Losses are reported on different parts of Form 4684 depending on property type, and the final deductible amount transfers to Schedule A of Form 1040. Timing is also critical: you claim losses in the year you discovered the casualty or theft, with some flexibility for disaster-related events.
Examples and Use Cases
Form 4684 applies in various real-world scenarios involving both personal and business assets:
- Homeowners: If your personal residence suffers damage from a federally declared disaster, you can deduct qualifying losses exceeding thresholds.
- Rental Properties: Losses on income-producing properties like rental homes can be fully deducted without the 10% AGI limit.
- Corporate Losses: Companies such as Delta may report casualty losses from events like natural disasters affecting their assets.
- Identity Theft: While theft losses are reported on Form 4684, separate considerations apply for identity theft which may require additional IRS forms and protections.
Important Considerations
Before filing Form 4684, ensure you have thorough documentation including proof of loss, insurance claims, and valuation records. Keep in mind the difference between personal and business property rules, especially the AGI threshold and disaster declarations.

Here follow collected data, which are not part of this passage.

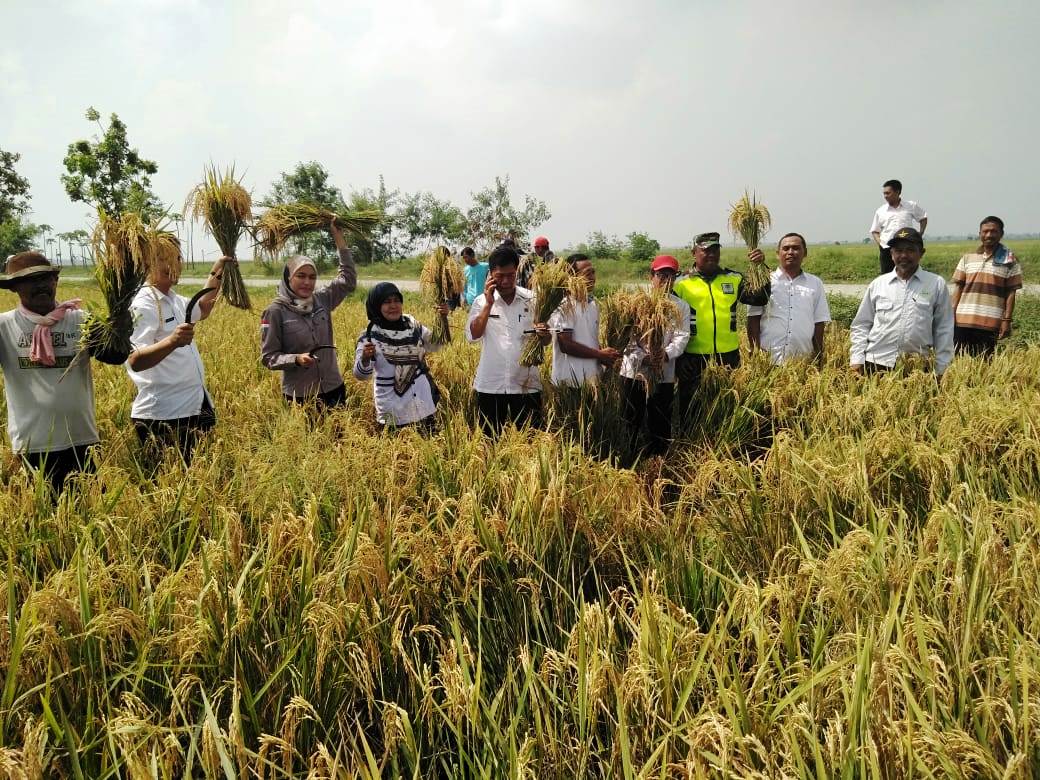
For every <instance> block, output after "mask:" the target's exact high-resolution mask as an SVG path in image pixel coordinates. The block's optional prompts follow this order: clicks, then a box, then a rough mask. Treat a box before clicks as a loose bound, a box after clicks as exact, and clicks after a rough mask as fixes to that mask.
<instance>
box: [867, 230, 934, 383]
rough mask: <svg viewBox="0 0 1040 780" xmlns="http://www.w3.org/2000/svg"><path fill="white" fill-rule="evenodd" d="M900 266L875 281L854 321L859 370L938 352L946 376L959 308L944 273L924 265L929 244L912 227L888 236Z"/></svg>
mask: <svg viewBox="0 0 1040 780" xmlns="http://www.w3.org/2000/svg"><path fill="white" fill-rule="evenodd" d="M888 245H889V246H890V249H891V251H892V262H893V263H894V264H895V270H893V271H891V272H889V274H882V275H881V276H880V277H878V278H877V279H875V280H874V281H873V282H870V285H869V286H868V287H867V288H866V292H865V293H864V295H863V301H862V303H861V304H860V305H859V311H857V312H856V318H855V319H853V321H852V328H851V336H852V355H851V361H850V362H851V365H852V369H853V371H855V372H856V373H863V372H866V373H870V372H874V371H886V370H888V369H890V368H892V367H893V366H894V365H895V362H896V361H898V360H899V358H900V357H901V356H903V355H924V356H929V355H932V354H934V357H935V372H936V373H937V374H938V375H940V376H941V375H942V373H943V371H945V370H946V366H948V365H950V362H951V361H952V360H953V358H954V311H953V308H952V307H951V305H950V290H948V289H946V282H945V280H943V279H942V277H940V276H938V275H936V274H932V272H930V271H927V270H922V269H921V268H920V258H921V256H922V255H924V254H925V242H924V240H922V239H921V237H920V233H918V232H917V231H916V230H914V229H913V228H903V229H902V230H900V231H899V232H898V233H895V235H894V236H892V238H891V239H890V240H889V242H888Z"/></svg>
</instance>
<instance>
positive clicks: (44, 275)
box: [0, 252, 61, 290]
mask: <svg viewBox="0 0 1040 780" xmlns="http://www.w3.org/2000/svg"><path fill="white" fill-rule="evenodd" d="M60 272H61V268H60V266H57V265H51V261H50V260H48V259H47V258H46V257H44V256H43V255H41V254H40V253H38V252H22V253H19V254H18V255H11V256H10V258H8V260H7V266H6V267H5V268H4V272H3V274H0V289H4V290H10V289H14V287H15V285H16V284H18V283H19V282H24V281H25V280H27V279H32V278H33V277H45V276H55V277H56V276H57V275H58V274H60Z"/></svg>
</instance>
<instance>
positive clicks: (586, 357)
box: [549, 254, 621, 387]
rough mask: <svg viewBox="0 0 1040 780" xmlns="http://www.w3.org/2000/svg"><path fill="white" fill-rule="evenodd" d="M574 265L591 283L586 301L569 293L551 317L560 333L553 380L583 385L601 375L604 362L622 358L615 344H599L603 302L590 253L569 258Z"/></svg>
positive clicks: (551, 330) (554, 384)
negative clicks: (596, 294) (597, 298)
mask: <svg viewBox="0 0 1040 780" xmlns="http://www.w3.org/2000/svg"><path fill="white" fill-rule="evenodd" d="M567 262H568V263H570V265H571V269H572V270H573V272H574V274H577V275H579V276H581V277H583V278H584V280H586V284H587V285H588V287H589V297H588V298H587V300H586V301H575V300H573V298H571V297H568V298H567V300H565V301H564V303H563V304H561V305H560V308H558V309H556V311H554V312H553V313H552V316H550V317H549V330H550V331H552V332H554V333H555V334H556V338H555V340H554V341H553V344H552V384H553V385H556V386H561V385H568V386H572V387H580V386H581V385H583V384H586V383H587V382H594V381H595V380H596V379H598V378H599V373H600V370H601V368H600V365H604V366H608V365H612V364H614V363H615V362H616V361H617V360H618V359H620V358H621V354H620V353H619V352H618V350H617V349H615V348H613V347H606V348H605V349H600V348H599V306H598V305H597V304H596V300H595V298H594V297H593V296H592V292H593V290H594V289H596V268H595V267H594V266H593V264H592V260H590V259H589V256H588V255H582V254H576V255H571V256H570V257H569V258H567Z"/></svg>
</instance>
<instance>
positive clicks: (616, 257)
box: [577, 230, 625, 260]
mask: <svg viewBox="0 0 1040 780" xmlns="http://www.w3.org/2000/svg"><path fill="white" fill-rule="evenodd" d="M577 250H578V252H580V253H582V254H584V255H589V257H594V258H598V259H600V260H617V259H618V258H619V257H621V253H622V252H624V251H625V243H624V241H622V240H621V239H620V238H618V237H617V236H608V235H606V233H604V232H603V231H601V230H594V231H593V232H592V233H590V234H589V237H588V238H587V239H586V240H584V241H582V242H581V243H579V244H578V246H577Z"/></svg>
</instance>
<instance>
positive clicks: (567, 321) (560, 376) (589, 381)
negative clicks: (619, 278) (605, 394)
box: [548, 297, 600, 385]
mask: <svg viewBox="0 0 1040 780" xmlns="http://www.w3.org/2000/svg"><path fill="white" fill-rule="evenodd" d="M548 326H549V328H551V329H552V330H553V331H563V332H565V333H567V334H568V335H569V336H570V337H571V338H572V339H574V340H575V341H576V342H577V343H579V344H581V345H582V346H591V347H593V348H594V349H598V348H599V305H598V304H597V303H596V301H595V300H594V298H591V297H590V298H589V301H588V302H586V303H584V304H580V303H578V302H575V301H572V300H571V298H567V300H566V301H564V303H563V304H561V305H560V308H558V309H556V310H555V311H554V312H552V315H551V316H550V317H549V322H548ZM599 372H600V364H599V361H598V360H595V359H593V358H576V357H574V356H573V355H567V354H566V353H565V352H564V350H563V349H561V348H560V338H558V335H554V336H553V338H552V384H553V385H583V384H584V383H586V382H590V381H593V380H595V379H597V378H598V376H599Z"/></svg>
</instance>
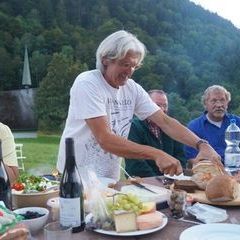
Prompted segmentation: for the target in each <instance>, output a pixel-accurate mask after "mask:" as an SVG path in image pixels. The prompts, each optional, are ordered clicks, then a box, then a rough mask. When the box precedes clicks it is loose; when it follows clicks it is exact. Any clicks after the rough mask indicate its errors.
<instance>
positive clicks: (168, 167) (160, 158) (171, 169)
mask: <svg viewBox="0 0 240 240" xmlns="http://www.w3.org/2000/svg"><path fill="white" fill-rule="evenodd" d="M155 161H156V164H157V166H158V167H159V169H160V171H161V172H162V173H164V174H169V175H170V176H173V175H179V174H181V173H182V171H183V170H182V166H181V164H180V161H178V160H177V159H175V158H174V157H172V156H170V155H168V154H166V153H165V154H164V157H158V158H157V159H156V160H155Z"/></svg>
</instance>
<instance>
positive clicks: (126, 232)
mask: <svg viewBox="0 0 240 240" xmlns="http://www.w3.org/2000/svg"><path fill="white" fill-rule="evenodd" d="M161 214H162V215H163V223H162V224H161V225H160V226H159V227H156V228H152V229H148V230H138V231H132V232H123V233H117V232H116V231H107V230H102V229H94V230H93V231H94V232H97V233H101V234H105V235H110V236H125V237H127V236H140V235H145V234H149V233H153V232H157V231H159V230H161V229H163V228H164V227H165V226H166V225H167V223H168V218H167V216H166V215H165V214H163V213H161ZM89 215H90V214H89ZM89 215H88V216H89ZM88 216H87V217H88ZM90 217H91V216H89V218H90ZM86 219H87V218H86ZM231 240H232V239H231Z"/></svg>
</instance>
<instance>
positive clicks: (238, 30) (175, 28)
mask: <svg viewBox="0 0 240 240" xmlns="http://www.w3.org/2000/svg"><path fill="white" fill-rule="evenodd" d="M0 26H1V28H0V78H1V81H0V89H1V90H9V89H18V88H20V87H21V78H22V66H23V55H24V46H25V45H27V46H28V52H29V60H30V69H31V74H32V82H33V87H38V88H39V94H38V99H37V114H38V117H39V127H40V129H42V130H44V129H46V130H59V129H61V128H62V126H63V123H64V120H65V118H66V114H67V106H68V97H69V95H68V94H69V88H70V86H71V84H72V82H73V80H74V78H75V76H76V75H77V74H78V73H80V72H81V71H84V70H86V69H92V68H94V67H95V51H96V48H97V46H98V44H99V42H100V41H101V40H102V39H103V38H105V37H106V36H107V35H108V34H110V33H112V32H113V31H116V30H119V29H125V30H128V31H130V32H132V33H134V34H136V35H137V36H138V38H139V39H140V40H141V41H142V42H144V43H145V45H146V46H147V49H148V55H147V57H146V59H145V62H144V65H143V67H142V68H141V69H140V70H138V71H136V73H135V74H134V79H135V80H136V81H137V82H139V83H140V84H141V85H142V86H143V87H144V88H145V89H146V90H148V89H150V88H162V89H164V90H165V91H166V92H168V93H169V98H170V104H171V106H172V112H173V115H175V116H176V117H177V118H178V119H179V120H180V121H182V122H187V121H188V120H189V119H190V118H192V117H194V116H196V115H197V114H199V112H200V111H202V107H201V104H200V96H201V94H202V91H203V90H204V89H205V88H206V87H207V86H209V85H212V84H221V85H224V86H226V87H227V88H228V90H230V91H231V93H232V104H231V106H230V107H231V110H232V111H233V112H234V113H236V114H240V108H239V104H238V102H239V100H240V94H239V91H238V89H239V88H240V81H239V78H240V70H239V67H238V66H239V64H240V31H239V30H238V29H237V28H235V27H234V26H233V25H232V24H231V23H230V22H229V21H226V20H224V19H222V18H220V17H219V16H218V15H216V14H213V13H210V12H208V11H206V10H204V9H203V8H201V7H199V6H197V5H195V4H194V3H192V2H189V1H188V0H131V1H129V0H98V1H96V0H87V1H85V0H41V1H36V0H8V1H1V2H0Z"/></svg>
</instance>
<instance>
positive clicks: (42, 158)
mask: <svg viewBox="0 0 240 240" xmlns="http://www.w3.org/2000/svg"><path fill="white" fill-rule="evenodd" d="M15 142H16V143H22V144H23V156H25V157H26V159H24V166H25V171H26V172H28V173H31V174H34V175H43V174H49V173H51V172H52V170H53V169H56V163H57V155H58V147H59V142H60V136H56V135H38V137H37V138H16V139H15ZM122 164H123V166H124V161H122ZM121 179H125V176H124V173H123V172H122V171H121Z"/></svg>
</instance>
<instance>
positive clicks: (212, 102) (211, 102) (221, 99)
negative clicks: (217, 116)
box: [208, 99, 227, 105]
mask: <svg viewBox="0 0 240 240" xmlns="http://www.w3.org/2000/svg"><path fill="white" fill-rule="evenodd" d="M208 102H209V103H210V104H212V105H215V104H217V103H220V104H225V103H227V100H226V99H212V100H209V101H208Z"/></svg>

Consult IRS guidelines or tax professionals if you have complex situations such as multiple casualty events or Ponzi scheme losses. For optimizing your overall tax and investment strategy, consider balancing casualty loss claims with your portfolio choices, including options like large-cap stocks or low-cost index funds.
Final Words
Form 4684 lets you claim deductions for casualty and theft losses, but eligibility and limits vary between personal and business property. Review your losses carefully and consult a tax professional to ensure you maximize your deductions while meeting IRS requirements.
Frequently Asked Questions
Form 4684 is used to report and calculate deductible losses from casualties and thefts, such as damage from natural disasters or losses due to criminal acts. It helps taxpayers reduce their taxable income by accounting for losses after insurance reimbursements and IRS limits.
Individuals, businesses, and estates can use Form 4684 to report losses on personal-use property or business/income-producing property resulting from sudden events like hurricanes, fires, or thefts.
No, for personal-use property, only losses from federally declared disasters qualify for deductions between 2018 and 2025. Non-disaster personal losses generally aren't deductible unless offsetting casualty gains, while business property losses face fewer restrictions.
You calculate the loss by determining the lesser of your property's adjusted basis or the decrease in fair market value, subtract any insurance reimbursements, then apply the $100 per event reduction and 10% of your adjusted gross income (AGI) threshold for personal-use property.
Yes, theft losses due to criminal acts like burglary can be claimed on Form 4684. However, for personal-use property, the loss must meet the federally declared disaster criteria to be deductible during 2018-2025, while business losses have fewer limitations.
You should file Form 4684 in the tax year when the casualty occurred or the theft was discovered. For qualified disaster losses, you may elect to claim the loss on the prior year's tax return.
Qualified disaster losses can increase the per-event reduction from $100 to $500 and waive the 10% AGI threshold, allowing for a larger deductible amount compared to standard personal-use property losses.